In partnership with Gilead Sciences and researchers in Germany, Yale researchers identified what causes gliomas, or premalignant tumors, to transform into glioblastomas, which are malignant tumors. The team also identified a potential therapy to the lethal cancer. The study, which first began in 2013, was published in Nature Genetics on Nov. 30.
“We unbiasedly characterized the genetics of how premalignant gliomas become malignant and we identified in our laboratory a therapeutic approach,” said doctoral student Hanwen Bai GRD ’17.
The study focused on 41 patients who had premalignant tumors which, within 10 years, transformed into malignant ones, Bai explained. The genetics of both tumors were compared, and as a result, the researchers could directly understand the causes of malignancy. Four aspects were studied: gene mutation, large DNA fragment abnormality, gene expression and epigenetic changes — when external factors influence gene expression, in particular how DNA methylation of the tumor cells affected its progression. The study concluded that the four aspects contribute individually, but also “synergistically,” to cause the premalignant tumors to become malignant, and identified BET inhibitor — an anticancer drug — as a potential therapy for the cancer.
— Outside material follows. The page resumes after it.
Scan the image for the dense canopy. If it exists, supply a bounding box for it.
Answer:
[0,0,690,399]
This was not the first study which attempted to analyze the cause of malignancy in gliomas, but it was the first to succeed in its purpose.
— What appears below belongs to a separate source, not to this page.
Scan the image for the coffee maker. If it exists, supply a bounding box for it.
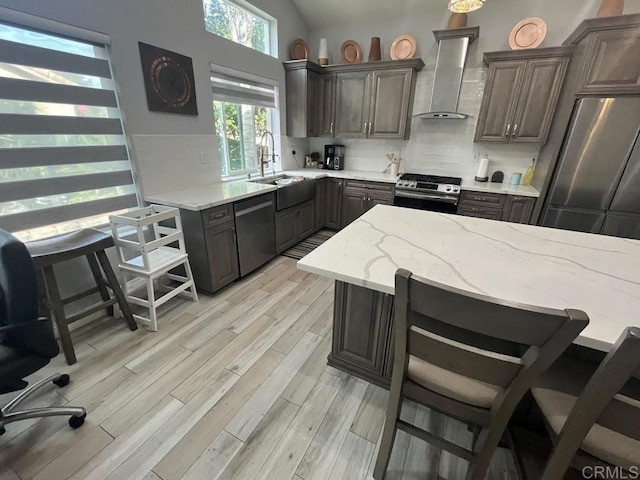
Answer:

According to Bai, the Yale researchers’ work was able to build upon previous studies for two reasons, the first of which was the result of the sampling method.
“A lot of previous studies … have collected malignant and premalignant tumors from different patients, therefore they are comparing malignant tumors from patient A with premalignant tumors from patient B, and trying to understand the mechanisms underlying them,” Bai said. “Therefore that’s a very noisy comparison because different people have different genetic and epigenetic backgrounds so you’re kind of comparing apples and oranges.”
The Yale study avoided that mistake by analyzing 41 sets of tumors where the malignant and premalignant tumors were from the same patient.
The new study was also able to improve the depth and range of analysis in comparison to past studies, said Bai.
“A lot of previous studies, if and when they are indeed comparing tumors from the same individual, only look at one aspect of why the malignant transformation happened.” Bai said. “Whereas in our paper, for the first time, we comprehensively examined all four major aspects that could contribute to malignant transformation.”
Alexander Vortmeyer, professor of pathology and director of the neuropathology program at the Yale School of Medicine, explained that this advancement is especially important because of the deadliness of glioblastomas.
“Glioblastomas, you can say, are a total disaster,” Vortmeyer said. “It is not as frequent as, let’s say, lung cancer or colon cancer or breast cancer, but it’s not a rare disease. When you are hit with this diagnosis it is always a tragedy, because essentially there is almost nothing that can be done … The prognosis is about a year that you have to live.”
Furthermore, the current options for therapy provide very little in the way of extended lifespan. Vortmeyer noted that, in cases of glioblastomas, a patient will only get a couple of additional weeks to live with therapy.
According to Vortmeyer, there have been few if any advancements in the treatment of glioblastomas.
“The state of the art is horrible,” Vortmeyer said. “Essentially, people get these tumors today and they die from them a year or two later. The same thing happened 20 years ago, 50 years ago, 1000 years ago. Virtually no difference.”
The study will be highly influential in the field of cancer research for years to come, Vortmeyer said. By identifying BET inhibition as a potential therapeutic approach, there is now a strategy for finding a cure.
“BET proteins regulate gene expression of several known cancer genes by binding to upstream regions of those genes,” said Akdes Serin Harmanci, a research scientist in neurosurgery. “Small molecule BET inhibitors prevent binding of BET proteins and inhibit transcriptional activation of those cancer genes.”
Still, identifying a possible therapy is just the first of many hurdles. Bai likens this study to finishing up the swimming segment of a triathlon; currently, it is too soon to know if BET inhibition will be feasible in clinics, but it is a step in the right direction.
For now, according to Harmanci, further studies will be necessary in proving whether BET inhibitors are effective “in vivo” in gliomas.
In every 100,000 adults, two or three will be diagnosed with glioblastomas per year, according to the American Association of Neurological Surgeons.